Perdu dans ses pensées, il sursauta lorsqu'il aperçut la silhouette facilement reconnaissable de son amant. Son cœur se mit à battre plus fort, ses mains devinrent moites, tandis qu'il se demandait pourquoi il restait planté sur le trottoir, sans bouger. Est-ce qu'il m'a vu ? Son doute se dissipa lorsqu'il vit avec effarement une voiture s'arrêter près de lui et que Toshiya y monta sans hésitation, comme mu par l'habitude. Jui démarra au moment où ils passèrent devant lui, et pu apercevoir le profil affriolant d'un homme qu'il n'avait encore jamais vu, mais qu'il reconnu pourtant de suite. C'est ce Karyu... Aussitôt, son regard se fit plus transperçant, plus jaloux, plus dangereux... Il commença à les suivre, sentant monter en lui comme une colère froide et venimeuse, un désir de meurtre sournois qui s'insinuait dans ses veines.
OoO
- Toshiya, chuchota Karyu d'une voix suave, se retournant à demi vers lui en profitant de l'arrêt au feu rouge.
- Ha... hai ?
La main de l'homme vint glisser sur sa joue, puis balaya son torse à mesure qu'un sourire pervers se formait sur ses lèvres, et que ses doigts, arrivant à son entrejambe, tâtaient sans pudeur ce que cachait le cuir. Toshiya déglutit, calmant le désir qui se propageait dans ses reins.
- J'aurai une surprise pour toi, j'espère que tu apprécieras...
Il exerça une pression mesurée sur les testicules, observant le visage qui peu à peu se déformait de plaisir sous la caresse. Karyu continua son geste, la bouche entrouverte, le regard concentré sur la tête brune qui menaçait de pencher vers l'arrière, et sentit une main chaude s'emparer de son poignet.

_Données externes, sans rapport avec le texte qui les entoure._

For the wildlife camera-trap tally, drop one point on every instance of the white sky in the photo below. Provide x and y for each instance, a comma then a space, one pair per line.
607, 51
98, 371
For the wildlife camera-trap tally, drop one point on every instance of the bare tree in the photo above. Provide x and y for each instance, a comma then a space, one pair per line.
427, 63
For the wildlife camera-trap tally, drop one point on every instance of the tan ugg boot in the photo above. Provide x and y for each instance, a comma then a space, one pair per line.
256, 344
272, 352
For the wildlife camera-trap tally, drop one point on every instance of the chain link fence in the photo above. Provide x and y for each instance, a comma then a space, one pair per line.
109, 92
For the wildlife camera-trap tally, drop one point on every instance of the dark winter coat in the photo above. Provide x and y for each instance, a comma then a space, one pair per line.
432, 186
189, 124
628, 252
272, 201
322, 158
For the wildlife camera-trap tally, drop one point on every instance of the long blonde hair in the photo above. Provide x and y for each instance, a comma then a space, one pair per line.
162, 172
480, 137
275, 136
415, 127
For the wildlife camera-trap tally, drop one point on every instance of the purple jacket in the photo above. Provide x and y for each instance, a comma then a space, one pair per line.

- Continue... souffla Toshiya d'une voix laborieuse.
Il l'aurait bien fait, poussé par l'envie croissante qui montait en lui, mais le feu avait changé de couleur et les conducteurs mécontents derrière s'impatientaient. Karyu grogna et embrassa fiévreusement son partenaire comme pour l'excuser de devoir arrêter là.
- Patiente encore un peu et je te jure que tu goûteras à mieux...
La vitre de la portière reçut le front brûlant de Toshiya qui tentait de reprendre un souffle normal après ce qu'il avait subi. Il glissa sa main là où un instant plus tôt se trouvait celle de son patron et ne pu s'empêcher d'y toucher, laissant échapper un petit gémissement au souvenir du regard emplit de convoitise posé sur lui. Karyu le regarda faire un moment avant de l'arrêter, le souffle aussi court que lui.
- Arrête maintenant. Ne te gâche pas en caresses solitaires alors que tu auras bientôt plus...
Toshiya secoua la tête pour se remettre les idées en place et une fois dehors, soulagé par la fraîcheur de l'air, il se sentit un peu calmé. Karyu verrouilla la voiture puis l'entraîna d'une pression sur les reins vers le love hôtel.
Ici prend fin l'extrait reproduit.